Christine Burns, a leading expert in transgender issues who has helped shape previous legislation, told BuzzFeed News she broadly welcomed the recommendations, including a proposal to ensure same-sex institutions – such as women's rape crisis centres – do not exclude transgender people on the basis of the gender they were assigned at birth.
"We should always legislate on the basis of good evidence and there simply is no evidence of this mythical beast of trans people abusing other women," she explained. "Quite the reverse. The vulnerable people tend to be the trans people getting abused by all and sundry, so there’s a real need for trans people having access to shelters."

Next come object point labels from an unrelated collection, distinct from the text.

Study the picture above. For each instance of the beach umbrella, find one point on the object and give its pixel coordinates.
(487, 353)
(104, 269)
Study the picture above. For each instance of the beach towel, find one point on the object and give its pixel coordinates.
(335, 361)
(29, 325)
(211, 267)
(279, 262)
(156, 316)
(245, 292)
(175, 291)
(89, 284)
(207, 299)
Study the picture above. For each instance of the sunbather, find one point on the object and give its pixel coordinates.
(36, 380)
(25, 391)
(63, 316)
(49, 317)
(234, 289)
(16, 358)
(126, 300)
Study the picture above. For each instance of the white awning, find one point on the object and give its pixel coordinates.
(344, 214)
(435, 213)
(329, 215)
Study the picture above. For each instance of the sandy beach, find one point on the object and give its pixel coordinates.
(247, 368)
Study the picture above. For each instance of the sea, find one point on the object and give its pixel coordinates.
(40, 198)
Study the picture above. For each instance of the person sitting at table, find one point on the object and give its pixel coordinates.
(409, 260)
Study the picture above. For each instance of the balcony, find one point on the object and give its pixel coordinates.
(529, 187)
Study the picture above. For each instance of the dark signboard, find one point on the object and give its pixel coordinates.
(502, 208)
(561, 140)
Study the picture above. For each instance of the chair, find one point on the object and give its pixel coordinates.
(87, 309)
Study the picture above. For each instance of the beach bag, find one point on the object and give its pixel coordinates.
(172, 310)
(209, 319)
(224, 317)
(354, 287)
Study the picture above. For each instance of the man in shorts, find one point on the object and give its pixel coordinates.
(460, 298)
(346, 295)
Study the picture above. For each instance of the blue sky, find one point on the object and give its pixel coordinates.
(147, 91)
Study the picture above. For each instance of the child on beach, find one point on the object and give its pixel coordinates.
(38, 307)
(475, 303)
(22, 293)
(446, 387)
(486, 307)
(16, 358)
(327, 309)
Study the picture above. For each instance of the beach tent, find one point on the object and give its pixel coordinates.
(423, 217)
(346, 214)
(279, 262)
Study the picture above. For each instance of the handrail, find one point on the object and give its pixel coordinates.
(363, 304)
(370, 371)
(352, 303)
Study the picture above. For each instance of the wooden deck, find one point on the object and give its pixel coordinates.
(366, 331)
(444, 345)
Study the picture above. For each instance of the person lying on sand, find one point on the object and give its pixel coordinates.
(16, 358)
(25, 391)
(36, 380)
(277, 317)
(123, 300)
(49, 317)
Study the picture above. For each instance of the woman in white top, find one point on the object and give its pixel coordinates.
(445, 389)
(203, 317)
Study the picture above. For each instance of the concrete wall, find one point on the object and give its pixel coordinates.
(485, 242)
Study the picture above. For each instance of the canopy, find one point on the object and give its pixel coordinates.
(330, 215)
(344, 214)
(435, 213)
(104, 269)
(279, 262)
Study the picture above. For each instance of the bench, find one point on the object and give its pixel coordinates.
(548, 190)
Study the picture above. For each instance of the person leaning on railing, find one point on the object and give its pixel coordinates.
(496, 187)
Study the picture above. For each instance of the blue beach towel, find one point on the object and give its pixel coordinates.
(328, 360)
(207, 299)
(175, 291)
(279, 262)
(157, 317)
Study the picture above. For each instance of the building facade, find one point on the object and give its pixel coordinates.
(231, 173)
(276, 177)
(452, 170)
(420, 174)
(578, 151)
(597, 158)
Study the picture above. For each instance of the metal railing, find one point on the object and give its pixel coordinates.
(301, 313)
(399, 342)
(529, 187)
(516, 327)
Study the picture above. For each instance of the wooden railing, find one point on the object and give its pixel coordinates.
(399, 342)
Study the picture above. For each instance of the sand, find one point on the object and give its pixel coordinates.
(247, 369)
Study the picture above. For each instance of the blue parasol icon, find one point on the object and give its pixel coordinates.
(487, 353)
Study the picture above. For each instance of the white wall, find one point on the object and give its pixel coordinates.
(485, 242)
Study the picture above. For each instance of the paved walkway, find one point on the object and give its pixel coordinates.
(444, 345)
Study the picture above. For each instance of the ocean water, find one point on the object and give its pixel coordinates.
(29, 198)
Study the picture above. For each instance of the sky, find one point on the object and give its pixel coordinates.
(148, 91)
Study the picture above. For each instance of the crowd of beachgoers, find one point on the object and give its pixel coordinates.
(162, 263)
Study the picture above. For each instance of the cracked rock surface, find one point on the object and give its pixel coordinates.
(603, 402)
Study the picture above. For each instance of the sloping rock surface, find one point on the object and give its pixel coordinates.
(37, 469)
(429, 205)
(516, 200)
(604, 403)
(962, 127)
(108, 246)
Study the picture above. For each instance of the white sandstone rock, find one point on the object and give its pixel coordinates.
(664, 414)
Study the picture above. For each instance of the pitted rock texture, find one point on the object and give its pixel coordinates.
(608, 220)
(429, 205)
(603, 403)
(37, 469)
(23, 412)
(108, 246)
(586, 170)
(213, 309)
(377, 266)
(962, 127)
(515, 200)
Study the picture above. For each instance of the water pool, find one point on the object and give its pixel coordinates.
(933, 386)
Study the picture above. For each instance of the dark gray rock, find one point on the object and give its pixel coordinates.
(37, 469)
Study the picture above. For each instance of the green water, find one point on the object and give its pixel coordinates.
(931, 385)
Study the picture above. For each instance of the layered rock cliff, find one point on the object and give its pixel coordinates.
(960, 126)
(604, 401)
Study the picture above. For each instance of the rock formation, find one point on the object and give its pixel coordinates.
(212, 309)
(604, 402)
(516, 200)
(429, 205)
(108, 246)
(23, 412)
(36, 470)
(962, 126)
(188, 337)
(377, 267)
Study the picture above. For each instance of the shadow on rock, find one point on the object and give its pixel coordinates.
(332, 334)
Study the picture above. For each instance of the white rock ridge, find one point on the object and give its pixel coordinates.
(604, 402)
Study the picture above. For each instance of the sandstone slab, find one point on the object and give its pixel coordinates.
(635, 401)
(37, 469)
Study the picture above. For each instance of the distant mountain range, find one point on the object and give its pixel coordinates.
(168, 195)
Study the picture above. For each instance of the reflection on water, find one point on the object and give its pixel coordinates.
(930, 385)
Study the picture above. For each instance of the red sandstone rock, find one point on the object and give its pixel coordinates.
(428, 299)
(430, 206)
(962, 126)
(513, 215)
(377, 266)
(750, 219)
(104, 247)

She also said the government's proposal to make it easier to gain legal gender recognition would cut paperwork and costs: "It’s a profoundly conservative proposal, doing away with red tape. One of the things that has concerned me is that probably only half the people who are eligible for gender recognition certificates have actually applied for them because of the perception of how intrusive the process is."
But Burns, who has written two books on trans equality issues, insisted the main issue remained the shortage of NHS funding and staff for transgender people: "Because the sector has been starved for generations you also have to build up the capacity of specialists to provide treatment. The GIC [gender identity clinic] in Charing Cross has about 3,000 people at any one time. That’s gone up in leaps and bounds in the last 10 years. They’re running to keep up."
In response to the report the government has pledged to make transgender issues "a priority" and consider all the committee's recommendations.
Education and equalities minister Nicky Morgan said "transgender equality is now a regular topic of public debate" due to increased publicity in the media and she is "determined to tackle discrimination against transgender people wherever it exists so that all members of our society can live their lives free from persecution, and able to fulfil their potential".